Islamabad, Oct 14: PM Welcomes Palestinian Students Arriving to Continue Their Studies. Researchers studying artificial intelligence at Apple have found that language models from firms such as Meta and OpenAI have trouble understanding simple logic. These models, which are frequently employed in chatbots and other applications, frequently give contradictory responses to related queries.
To gauge these models’ reasoning abilities, the researchers developed a brand-new exam they termed GSM-Symbolic. Their tests demonstrate that even little adjustments to the question’s phrasing can result in wildly disparate answers.
The researchers included additional, easily comprehensible information in their queries to see how well these models handled mathematical reasoning. For several of the models, this knowledge altered the right response, even though it shouldn’t have. This demonstrates that these models continue to be unreliable in sophisticated reasoning tasks.
In its report, the research team wrote:
In particular, when only the numerical values in the question are changed in the GSM-Symbolic benchmark, the performance of all models decreases [even]. Furthermore, these models’ performance drastically declines as the number of clauses in a query rises, as evidenced by the weakness of their mathematical reasoning.

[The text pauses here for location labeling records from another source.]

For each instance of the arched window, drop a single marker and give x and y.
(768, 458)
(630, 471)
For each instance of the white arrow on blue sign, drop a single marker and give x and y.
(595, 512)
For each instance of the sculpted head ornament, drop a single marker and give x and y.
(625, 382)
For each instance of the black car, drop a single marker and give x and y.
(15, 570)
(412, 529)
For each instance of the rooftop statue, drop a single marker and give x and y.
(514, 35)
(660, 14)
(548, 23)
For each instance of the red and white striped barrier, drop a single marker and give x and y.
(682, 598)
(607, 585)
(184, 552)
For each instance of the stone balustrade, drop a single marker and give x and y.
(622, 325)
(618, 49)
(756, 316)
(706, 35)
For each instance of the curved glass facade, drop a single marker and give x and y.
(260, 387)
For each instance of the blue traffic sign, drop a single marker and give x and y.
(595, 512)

According to the study, even if a single sentence appears to be helpful for Palestinian Students, it can reduce the accuracy of the solution by up to 65%. The researchers said that because little adjustments to the query can result in drastically different responses, it is hard to develop trustworthy AI agents using these methods.
For example, one query challenged the AI model to solve a straightforward word problem that a school-age elementary pupil may face. The question stated:
On Friday, Oliver harvests forty-four kiwis. Then on Saturday, he selects 58 kiwis. He picks twice as many kiwis on Sunday as he did on Friday.
How many kiwis Oliver ended up with was the question. It then went on to mention that some kiwis are smaller than usual. The solution should have been unaffected by this fact, however the smaller kiwis were deducted from the total by both OpenAI’s model and Meta’s Llama3-8b.